Esta transição, na forma de empacotar a informação genética, de cromossoma circular para cromossomas lineares é ponto charneira na separação entre eucariotas e procariotas, no progressivo aumento de complexidade na evolução das formas de vida. Foi início de um novo paradigma na evolução biomolecular da vida que nos deu origem.
Assim, não é de estranhar que os telómeros tenham um papel fulcral em várias etapas do ciclo celular e principalmente durante a divisão celular.
Uma constante da vida é a de a função de uma determinada biomolécula ser o resultado da sua estrutura molecular. E claro, os telómeros possuem uma arquitectura adequada à sua posição extrema nos cromossomas: são o resultado da repetição de uma determinada sequência de bases do ADN que o compõe, o motivo da repetição variando entre espécies; estes motivos sequenciais permitem um arranjo tridimensional que origina não uma dupla hélice mas uma estrutura formada por quadruplexos de bases de guanina e citosina.
Sabemos que o comprimento dos telómeros se reduz a cada divisão celular e daqui surge a imagem de que eles constituem uma espécie de relógio da longevidade. Na verdade, são mais um indicador da estabilidade e qualidade da informação genética.
Outro aspecto importante é o de garantirem a individualidade de cada um dos cromossomas. Se algo correr mal durante uma divisão celular e os teloméricos faróis falharem, poderá ocorrer fusão entre dois cromossomas antes distintos. Como acontecimento anormal pode redundar, muito provavelmente, em morte celular ou desencadear uma divisão celular descontrolada e tumoral. Noutra perspectiva, a fusão cromossómica pode, em teoria, potenciar o aparecimento de uma nova espécie!

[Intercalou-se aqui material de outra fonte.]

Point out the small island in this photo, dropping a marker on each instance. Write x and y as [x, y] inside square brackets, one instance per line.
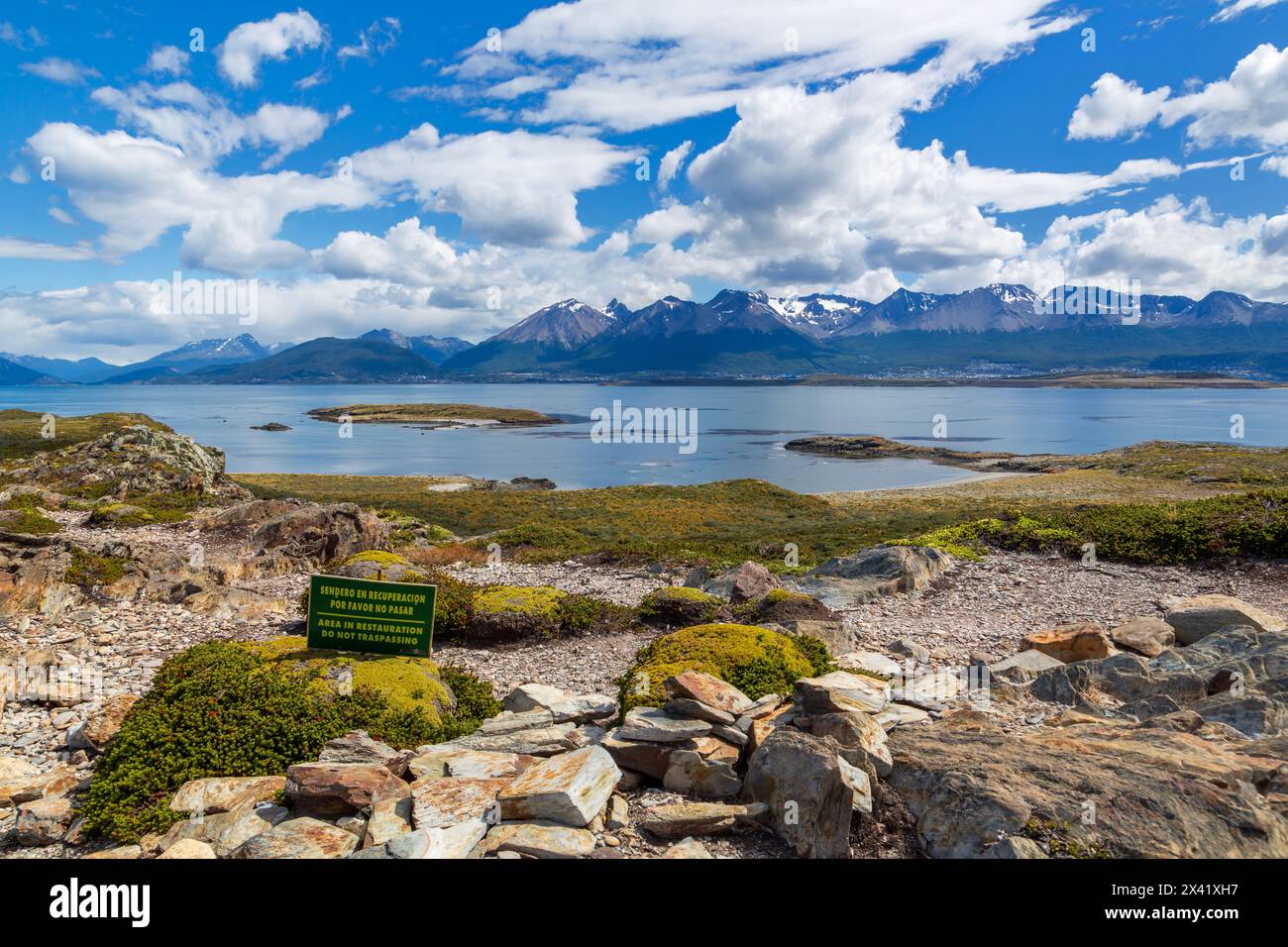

Com uma estrutura específica, os telómeros possuem uma maquinaria proteica própria para a sua síntese, replicação, manutenção e reparação. E é na identificação destas proteínas, suas funções e a forma como elas “dialogam” com as vias de regulação dos processos celulares, que se têm verificado os avanços promissores nesta área, com potenciais aplicações no desenvolvimento de novas terapêuticas para doenças terminais como o cancro.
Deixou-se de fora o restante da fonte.